Parce qu’on progressait. La victoire 4-0 dans le derby contre Metz nous a fait du bien. C’est mon meilleur souvenir à la maison. Après, on a su enchaîner. Nous étions meilleurs, plus solides.

Sur cette période, vous jouez au Vélodrome, à Geoffroy-Guichard, au Groupama Stadium et au Parc des Princes. Retenez-vous un stade particulièrement ?
Le match au Vélodrome contre Marseille. Malgré le score (3-0) et ma blessure à la tête, c’est un souvenir pour toute ma vie. Le stade, les supporters, l’ambiance sont vraiment incroyables quand on se trouve sur le terrain.
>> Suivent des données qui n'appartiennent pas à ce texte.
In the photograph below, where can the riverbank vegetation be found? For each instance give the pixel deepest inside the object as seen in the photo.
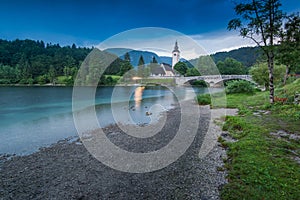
(264, 159)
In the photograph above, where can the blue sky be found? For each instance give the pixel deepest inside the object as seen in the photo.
(86, 23)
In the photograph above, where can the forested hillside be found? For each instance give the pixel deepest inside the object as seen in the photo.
(246, 55)
(28, 61)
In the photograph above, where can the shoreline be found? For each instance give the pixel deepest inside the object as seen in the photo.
(67, 170)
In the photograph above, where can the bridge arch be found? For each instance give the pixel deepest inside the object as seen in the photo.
(212, 80)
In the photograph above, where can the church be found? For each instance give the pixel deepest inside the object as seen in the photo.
(165, 69)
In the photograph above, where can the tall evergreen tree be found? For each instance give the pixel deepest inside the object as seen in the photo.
(260, 21)
(141, 67)
(289, 48)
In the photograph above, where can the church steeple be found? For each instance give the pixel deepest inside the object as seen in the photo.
(175, 55)
(176, 48)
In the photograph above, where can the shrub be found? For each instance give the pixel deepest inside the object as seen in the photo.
(235, 87)
(203, 99)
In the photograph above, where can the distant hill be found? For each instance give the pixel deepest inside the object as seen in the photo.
(246, 55)
(134, 55)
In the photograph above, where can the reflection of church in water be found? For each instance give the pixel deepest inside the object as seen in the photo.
(165, 69)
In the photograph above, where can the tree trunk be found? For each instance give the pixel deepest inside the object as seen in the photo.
(287, 70)
(271, 76)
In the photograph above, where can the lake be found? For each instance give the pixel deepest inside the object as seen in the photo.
(34, 117)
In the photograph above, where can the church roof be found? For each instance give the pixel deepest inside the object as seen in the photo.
(158, 70)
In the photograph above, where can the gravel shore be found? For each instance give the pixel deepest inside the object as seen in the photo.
(66, 170)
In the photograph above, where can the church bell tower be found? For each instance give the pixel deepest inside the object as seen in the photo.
(175, 55)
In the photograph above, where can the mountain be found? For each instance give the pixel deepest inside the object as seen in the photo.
(246, 55)
(134, 55)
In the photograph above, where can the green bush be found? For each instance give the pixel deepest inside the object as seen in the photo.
(204, 99)
(235, 87)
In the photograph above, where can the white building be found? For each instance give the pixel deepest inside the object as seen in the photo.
(175, 55)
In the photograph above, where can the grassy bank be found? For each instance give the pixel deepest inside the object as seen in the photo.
(264, 162)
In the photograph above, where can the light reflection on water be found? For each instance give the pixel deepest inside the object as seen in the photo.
(33, 117)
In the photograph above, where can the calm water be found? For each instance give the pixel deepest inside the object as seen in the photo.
(33, 117)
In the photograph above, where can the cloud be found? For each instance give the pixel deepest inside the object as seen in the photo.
(161, 41)
(221, 41)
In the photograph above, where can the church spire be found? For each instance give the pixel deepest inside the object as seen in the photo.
(175, 55)
(176, 47)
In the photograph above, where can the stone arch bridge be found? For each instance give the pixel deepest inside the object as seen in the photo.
(212, 80)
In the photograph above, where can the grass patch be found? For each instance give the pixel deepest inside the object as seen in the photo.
(261, 166)
(203, 99)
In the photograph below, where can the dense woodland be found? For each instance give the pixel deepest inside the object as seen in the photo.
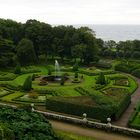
(26, 43)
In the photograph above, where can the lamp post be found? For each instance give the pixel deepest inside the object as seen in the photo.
(109, 122)
(32, 107)
(84, 117)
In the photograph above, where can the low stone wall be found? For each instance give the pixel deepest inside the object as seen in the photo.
(91, 124)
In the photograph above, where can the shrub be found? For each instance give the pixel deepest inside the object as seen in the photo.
(123, 68)
(7, 76)
(49, 72)
(103, 64)
(78, 107)
(136, 73)
(26, 125)
(33, 77)
(101, 79)
(62, 81)
(17, 69)
(76, 75)
(33, 95)
(75, 67)
(27, 84)
(6, 133)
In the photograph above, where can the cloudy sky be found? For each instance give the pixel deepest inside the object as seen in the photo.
(72, 11)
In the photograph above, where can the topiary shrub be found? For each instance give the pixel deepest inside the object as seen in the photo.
(75, 67)
(49, 72)
(27, 84)
(62, 82)
(6, 133)
(101, 79)
(33, 95)
(33, 77)
(17, 69)
(76, 75)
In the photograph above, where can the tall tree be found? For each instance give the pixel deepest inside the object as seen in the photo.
(25, 52)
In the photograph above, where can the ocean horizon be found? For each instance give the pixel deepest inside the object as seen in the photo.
(114, 31)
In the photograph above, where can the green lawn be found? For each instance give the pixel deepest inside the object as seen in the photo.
(71, 136)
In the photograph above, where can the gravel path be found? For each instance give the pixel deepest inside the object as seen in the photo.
(97, 134)
(134, 100)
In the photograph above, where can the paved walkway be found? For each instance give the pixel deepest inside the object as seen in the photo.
(97, 134)
(134, 100)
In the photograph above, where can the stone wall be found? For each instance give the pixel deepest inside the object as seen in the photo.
(84, 122)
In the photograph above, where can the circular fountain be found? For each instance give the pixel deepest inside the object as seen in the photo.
(53, 78)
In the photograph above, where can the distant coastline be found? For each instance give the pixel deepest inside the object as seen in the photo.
(114, 32)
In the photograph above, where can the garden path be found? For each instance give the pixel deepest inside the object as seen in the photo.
(97, 134)
(135, 97)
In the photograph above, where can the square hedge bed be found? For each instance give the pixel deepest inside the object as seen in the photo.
(134, 121)
(87, 104)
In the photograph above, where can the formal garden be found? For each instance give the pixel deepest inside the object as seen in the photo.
(134, 121)
(71, 89)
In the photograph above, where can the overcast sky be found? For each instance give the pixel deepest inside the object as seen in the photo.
(72, 11)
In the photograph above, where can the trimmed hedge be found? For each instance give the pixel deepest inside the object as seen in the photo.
(7, 76)
(124, 102)
(96, 73)
(136, 73)
(103, 65)
(60, 104)
(133, 116)
(6, 133)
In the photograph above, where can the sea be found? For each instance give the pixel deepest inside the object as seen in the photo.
(114, 32)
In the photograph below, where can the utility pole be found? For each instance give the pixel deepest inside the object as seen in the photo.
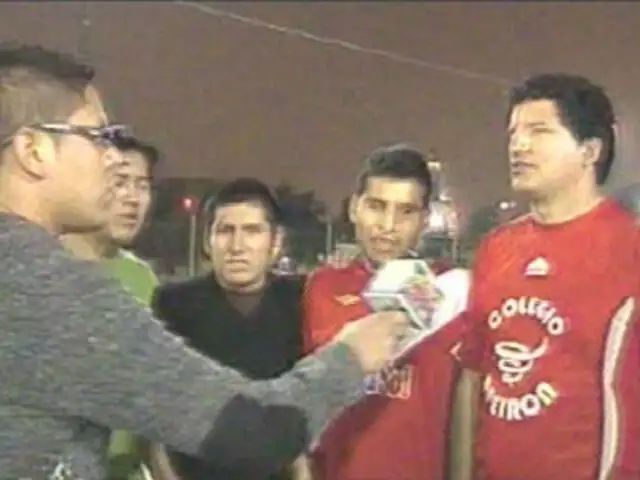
(83, 48)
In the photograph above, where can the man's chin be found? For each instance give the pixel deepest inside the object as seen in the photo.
(123, 239)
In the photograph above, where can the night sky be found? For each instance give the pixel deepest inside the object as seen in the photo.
(223, 98)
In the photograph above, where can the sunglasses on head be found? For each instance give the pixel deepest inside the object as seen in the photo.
(108, 134)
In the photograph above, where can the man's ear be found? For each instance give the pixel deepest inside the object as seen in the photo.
(592, 149)
(34, 152)
(353, 207)
(278, 242)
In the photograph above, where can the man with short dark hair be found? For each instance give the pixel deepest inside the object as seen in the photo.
(81, 356)
(399, 430)
(239, 313)
(552, 389)
(108, 246)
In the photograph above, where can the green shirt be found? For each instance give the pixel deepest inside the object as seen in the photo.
(138, 278)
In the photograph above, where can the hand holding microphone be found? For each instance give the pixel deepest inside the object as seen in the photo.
(430, 301)
(374, 338)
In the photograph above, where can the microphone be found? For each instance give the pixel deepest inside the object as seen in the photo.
(430, 301)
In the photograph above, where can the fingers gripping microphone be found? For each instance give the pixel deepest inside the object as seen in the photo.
(430, 301)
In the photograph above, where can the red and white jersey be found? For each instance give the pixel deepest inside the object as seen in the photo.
(554, 332)
(399, 430)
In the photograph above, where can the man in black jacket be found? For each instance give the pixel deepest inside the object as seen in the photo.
(240, 314)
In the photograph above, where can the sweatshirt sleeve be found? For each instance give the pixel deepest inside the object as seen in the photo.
(77, 345)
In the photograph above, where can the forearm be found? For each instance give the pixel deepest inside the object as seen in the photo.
(463, 425)
(84, 348)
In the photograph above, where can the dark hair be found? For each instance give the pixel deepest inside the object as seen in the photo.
(398, 161)
(38, 85)
(245, 190)
(131, 144)
(584, 108)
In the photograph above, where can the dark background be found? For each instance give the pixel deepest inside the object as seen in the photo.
(225, 98)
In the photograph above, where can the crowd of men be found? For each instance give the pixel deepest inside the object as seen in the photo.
(243, 374)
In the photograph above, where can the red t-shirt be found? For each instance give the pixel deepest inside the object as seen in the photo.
(560, 390)
(399, 430)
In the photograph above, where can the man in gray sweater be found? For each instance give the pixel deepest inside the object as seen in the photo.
(79, 356)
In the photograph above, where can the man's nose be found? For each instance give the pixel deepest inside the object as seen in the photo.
(519, 143)
(387, 221)
(237, 242)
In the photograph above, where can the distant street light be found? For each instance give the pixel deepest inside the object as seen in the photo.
(506, 205)
(191, 205)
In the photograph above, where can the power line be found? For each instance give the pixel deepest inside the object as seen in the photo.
(299, 33)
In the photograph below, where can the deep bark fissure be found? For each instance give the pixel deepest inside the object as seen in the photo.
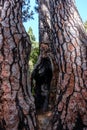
(17, 109)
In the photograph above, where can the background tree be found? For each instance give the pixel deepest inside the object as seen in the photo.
(17, 110)
(34, 49)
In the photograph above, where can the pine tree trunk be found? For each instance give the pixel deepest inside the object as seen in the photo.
(17, 110)
(70, 44)
(45, 38)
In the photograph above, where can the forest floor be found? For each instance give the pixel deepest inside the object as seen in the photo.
(44, 120)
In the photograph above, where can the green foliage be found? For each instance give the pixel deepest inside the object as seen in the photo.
(27, 13)
(85, 25)
(34, 50)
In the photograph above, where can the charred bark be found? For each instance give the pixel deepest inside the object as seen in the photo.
(17, 110)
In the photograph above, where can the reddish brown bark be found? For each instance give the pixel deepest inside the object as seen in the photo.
(69, 46)
(70, 43)
(17, 110)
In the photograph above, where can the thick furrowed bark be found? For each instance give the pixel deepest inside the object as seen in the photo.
(17, 111)
(70, 43)
(45, 37)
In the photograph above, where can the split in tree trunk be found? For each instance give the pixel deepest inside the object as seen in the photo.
(17, 110)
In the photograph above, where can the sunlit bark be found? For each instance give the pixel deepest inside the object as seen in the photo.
(70, 43)
(17, 110)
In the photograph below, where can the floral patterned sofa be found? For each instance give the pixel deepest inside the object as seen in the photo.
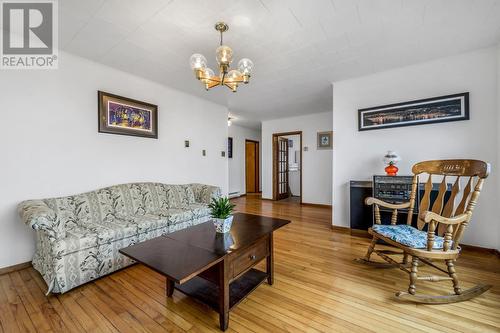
(78, 236)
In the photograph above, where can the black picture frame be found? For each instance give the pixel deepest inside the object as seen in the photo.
(106, 100)
(450, 107)
(229, 147)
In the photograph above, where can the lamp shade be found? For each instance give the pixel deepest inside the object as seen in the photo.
(391, 157)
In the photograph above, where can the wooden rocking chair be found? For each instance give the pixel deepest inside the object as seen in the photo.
(445, 227)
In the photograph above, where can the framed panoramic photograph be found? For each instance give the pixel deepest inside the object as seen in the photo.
(424, 111)
(325, 140)
(125, 116)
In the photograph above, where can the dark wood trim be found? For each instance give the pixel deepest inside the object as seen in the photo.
(13, 268)
(315, 205)
(275, 163)
(257, 165)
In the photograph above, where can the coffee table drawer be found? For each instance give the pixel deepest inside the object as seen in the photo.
(242, 260)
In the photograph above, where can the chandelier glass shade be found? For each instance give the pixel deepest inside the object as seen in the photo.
(224, 56)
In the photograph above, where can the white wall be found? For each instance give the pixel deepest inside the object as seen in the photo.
(498, 132)
(237, 180)
(316, 164)
(50, 144)
(357, 155)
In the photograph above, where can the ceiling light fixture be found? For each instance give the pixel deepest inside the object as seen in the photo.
(224, 57)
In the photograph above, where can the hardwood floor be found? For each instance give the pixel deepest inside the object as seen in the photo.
(318, 288)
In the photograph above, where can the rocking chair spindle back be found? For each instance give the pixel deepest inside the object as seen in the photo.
(445, 225)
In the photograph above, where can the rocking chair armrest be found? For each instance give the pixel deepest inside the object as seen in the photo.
(428, 216)
(374, 201)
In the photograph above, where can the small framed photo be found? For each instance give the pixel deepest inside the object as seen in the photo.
(125, 116)
(325, 140)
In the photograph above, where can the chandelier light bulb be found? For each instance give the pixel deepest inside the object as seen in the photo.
(198, 62)
(245, 66)
(226, 76)
(224, 55)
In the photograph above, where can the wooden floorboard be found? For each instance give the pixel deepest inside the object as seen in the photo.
(318, 288)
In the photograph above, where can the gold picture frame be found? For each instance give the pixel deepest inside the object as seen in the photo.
(325, 140)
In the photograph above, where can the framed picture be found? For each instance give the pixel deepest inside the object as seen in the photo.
(325, 140)
(419, 112)
(229, 147)
(125, 116)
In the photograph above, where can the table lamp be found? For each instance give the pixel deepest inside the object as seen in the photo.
(391, 158)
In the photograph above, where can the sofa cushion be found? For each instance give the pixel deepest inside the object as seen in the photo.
(407, 235)
(111, 202)
(149, 222)
(77, 239)
(142, 198)
(198, 210)
(72, 210)
(174, 196)
(176, 215)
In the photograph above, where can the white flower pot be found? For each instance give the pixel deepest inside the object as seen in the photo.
(223, 225)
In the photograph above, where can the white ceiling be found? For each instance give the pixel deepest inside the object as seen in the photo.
(298, 46)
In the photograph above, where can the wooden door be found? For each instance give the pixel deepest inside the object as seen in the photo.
(252, 166)
(282, 159)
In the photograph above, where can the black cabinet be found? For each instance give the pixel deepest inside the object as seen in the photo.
(361, 215)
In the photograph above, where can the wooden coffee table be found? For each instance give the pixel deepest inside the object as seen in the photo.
(216, 269)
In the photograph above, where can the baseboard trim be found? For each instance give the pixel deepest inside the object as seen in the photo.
(364, 233)
(315, 205)
(13, 268)
(480, 249)
(342, 230)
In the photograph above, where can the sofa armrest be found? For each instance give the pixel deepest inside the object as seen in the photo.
(37, 215)
(204, 193)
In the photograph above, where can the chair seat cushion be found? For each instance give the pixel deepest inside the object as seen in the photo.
(407, 235)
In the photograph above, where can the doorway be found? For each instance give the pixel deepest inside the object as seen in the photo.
(287, 166)
(252, 172)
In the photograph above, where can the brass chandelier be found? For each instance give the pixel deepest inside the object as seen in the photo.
(224, 57)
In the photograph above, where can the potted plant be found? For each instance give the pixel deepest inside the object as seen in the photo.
(221, 210)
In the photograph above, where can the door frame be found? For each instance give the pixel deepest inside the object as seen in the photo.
(257, 165)
(275, 161)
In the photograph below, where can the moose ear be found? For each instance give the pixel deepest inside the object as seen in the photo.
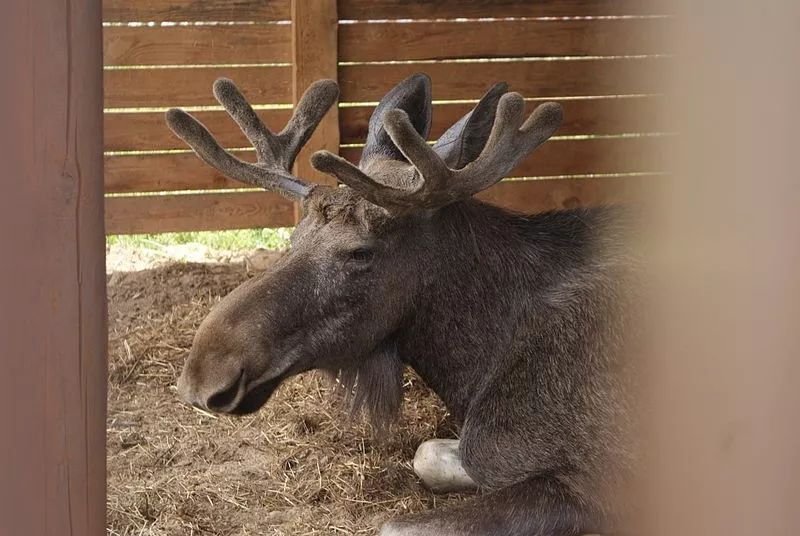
(464, 141)
(413, 96)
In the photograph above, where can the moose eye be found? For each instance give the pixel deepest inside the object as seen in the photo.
(362, 255)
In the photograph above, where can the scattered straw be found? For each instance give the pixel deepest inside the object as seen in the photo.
(299, 466)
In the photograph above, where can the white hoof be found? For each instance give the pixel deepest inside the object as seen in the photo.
(438, 464)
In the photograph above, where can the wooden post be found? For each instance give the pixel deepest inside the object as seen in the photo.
(315, 56)
(52, 280)
(723, 444)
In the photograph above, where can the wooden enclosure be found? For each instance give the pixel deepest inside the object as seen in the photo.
(601, 59)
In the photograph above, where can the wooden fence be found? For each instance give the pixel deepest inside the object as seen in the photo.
(600, 58)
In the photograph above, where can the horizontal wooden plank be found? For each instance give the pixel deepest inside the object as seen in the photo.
(529, 197)
(450, 9)
(132, 131)
(197, 212)
(468, 80)
(195, 10)
(582, 157)
(141, 88)
(501, 38)
(147, 131)
(192, 45)
(153, 173)
(584, 116)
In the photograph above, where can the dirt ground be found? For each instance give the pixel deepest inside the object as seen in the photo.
(299, 466)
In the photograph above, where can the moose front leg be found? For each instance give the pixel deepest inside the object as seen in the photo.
(438, 464)
(534, 507)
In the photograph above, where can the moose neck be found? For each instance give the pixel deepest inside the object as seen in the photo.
(486, 272)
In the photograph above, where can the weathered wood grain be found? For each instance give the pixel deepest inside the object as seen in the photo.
(315, 57)
(193, 45)
(499, 38)
(142, 88)
(560, 78)
(194, 10)
(52, 278)
(449, 9)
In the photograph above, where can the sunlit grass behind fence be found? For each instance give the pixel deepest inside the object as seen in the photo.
(277, 238)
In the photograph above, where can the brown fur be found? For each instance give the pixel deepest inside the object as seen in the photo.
(519, 323)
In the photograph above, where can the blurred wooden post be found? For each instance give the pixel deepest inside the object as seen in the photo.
(52, 279)
(723, 445)
(315, 56)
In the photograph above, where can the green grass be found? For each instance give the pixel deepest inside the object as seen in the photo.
(277, 238)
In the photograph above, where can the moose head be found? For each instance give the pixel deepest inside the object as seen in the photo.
(364, 256)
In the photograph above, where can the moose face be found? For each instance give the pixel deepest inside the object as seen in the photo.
(342, 289)
(360, 254)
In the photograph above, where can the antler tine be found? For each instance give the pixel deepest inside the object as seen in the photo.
(510, 141)
(313, 105)
(428, 181)
(366, 186)
(275, 153)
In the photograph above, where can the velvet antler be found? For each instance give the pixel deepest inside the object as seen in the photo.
(275, 152)
(436, 176)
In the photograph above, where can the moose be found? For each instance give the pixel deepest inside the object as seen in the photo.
(519, 323)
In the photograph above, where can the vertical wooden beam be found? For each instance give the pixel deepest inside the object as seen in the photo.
(314, 56)
(723, 366)
(52, 280)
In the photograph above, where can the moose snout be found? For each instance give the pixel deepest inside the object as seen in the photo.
(220, 391)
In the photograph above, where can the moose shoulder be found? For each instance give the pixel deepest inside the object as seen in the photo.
(517, 322)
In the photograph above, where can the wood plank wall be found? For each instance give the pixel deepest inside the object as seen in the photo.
(601, 58)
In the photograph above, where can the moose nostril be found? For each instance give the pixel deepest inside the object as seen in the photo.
(227, 396)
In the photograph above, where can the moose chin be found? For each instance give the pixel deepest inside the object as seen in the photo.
(519, 323)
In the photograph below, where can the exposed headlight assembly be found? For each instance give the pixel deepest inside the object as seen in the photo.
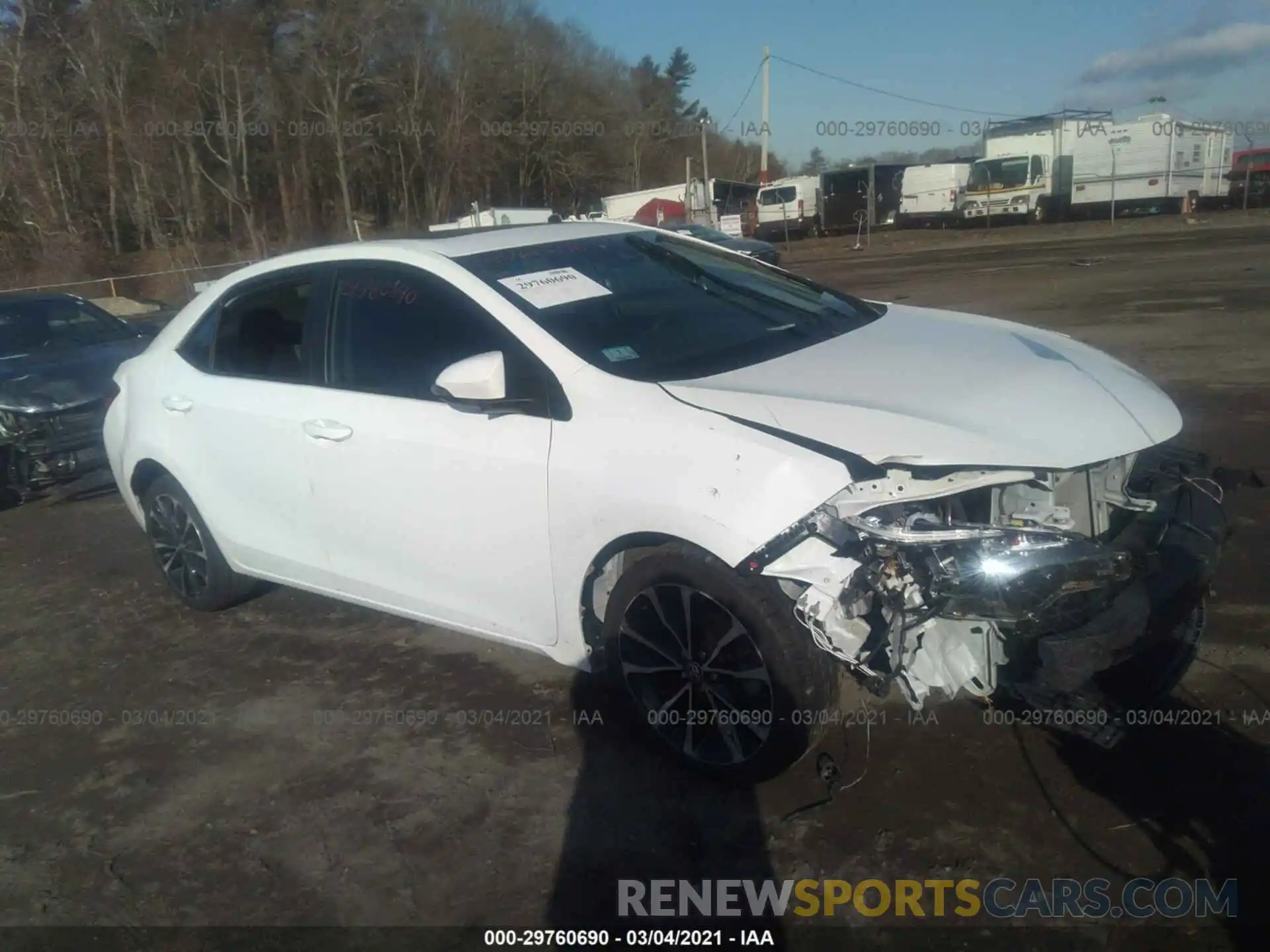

Vous êtes titulaire jusqu’à ce match contre Lorient (J30, défaite 3-2). À la fin de la rencontre, les caméras de J+1 filment l’énervement de Pablo Correa durant lequel il vous qualifie de « gardien en bois » . Avez-vous compris tout de suite ?
Non, car on a joué le samedi et il y avait une trêve internationale après. Donc le dimanche, j’ai quitté Nancy pour retrouver la sélection. Je n’ai même pas vu ces images, mais j’ai reçu beaucoup de messages. C’était un peu le choc. Quand je suis revenu, on a parlé avec Pablo.

Vous lui en avez voulu ?
C’était dans un état de colère. Je comprends qu’il a voulu protéger l’équipe pour la fin de saison avec ces mots contre moi. Je ne veux pas dire du mal de lui, car il m’a permis de jouer en Ligue 1. Même si je ne comprends toujours pas pourquoi après ce match je n’ai plus joué. C’est vraiment difficile pour moi de repenser à ce match. Déjà parce qu’on a perdu alors qu’on gagnait 2-0 à la mi-temps et que sans le savoir, c’était le début de la fin.

Et finalement vous restez...
J’ai cherché à partir, mais je n’ai trop rien trouvé. Très vite, Vincent Hognon reprend l’équipe et me fait confiance. Je prenais beaucoup de plaisir en France, même si la situation était dure dans la tête. Je voulais honorer mon contrat.

« La Ligue des champions, c’est toujours une fête, peu importe le résultat. Le plus dur est de jouer le maintien en Ligue 1 et encore plus en Ligue 2. »

Vous aviez un certain statut à votre arrivée et vous vous retrouvez remplaçant en Ligue 2, sans forcément pouvoir trop vous défendre de par la barrière de la langue. Comment avez-vous vécu cette concurrence à deux puis trois gardiens, après l’arrivée de Geoffrey Jourdren à l’été 2017 ?
Maintenant, je comprends mon erreur. Elle n’était pas sur le terrain, mais dans ma tête par rapport à la situation qui, elle, n’était pas trop claire. Les quelques matchs où je devais être tranquille pour être bon, quelque chose me dérangeait. Je n’ai pas pu montrer mon maximum. Quand le coach me faisait confiance, je pensais que je devais faire plus pour aider l’équipe, mais je pensais tellement à être bon pour rester en place que je n’étais pas libéré. En trois ans, j’ai connu cinq entraîneurs, donc ça n’aide pas non plus. Mentalement, c’est épuisant de comprendre à chaque fois des consignes différentes.

C’est jouer la Ligue des champions ou le maintien qui est le plus exigeant ?
Mentalement, le maintien c’est vraiment très difficile. Il y a beaucoup de pression. Chaque match il faut le gagner pour ne pas descendre. Pour toi, pour l’équipe, les dirigeants, les supporters... La Ligue des champions, c’est toujours une fête, peu importe le résultat. Le plus dur est de jouer le maintien en Ligue 1 et encore plus en Ligue 2.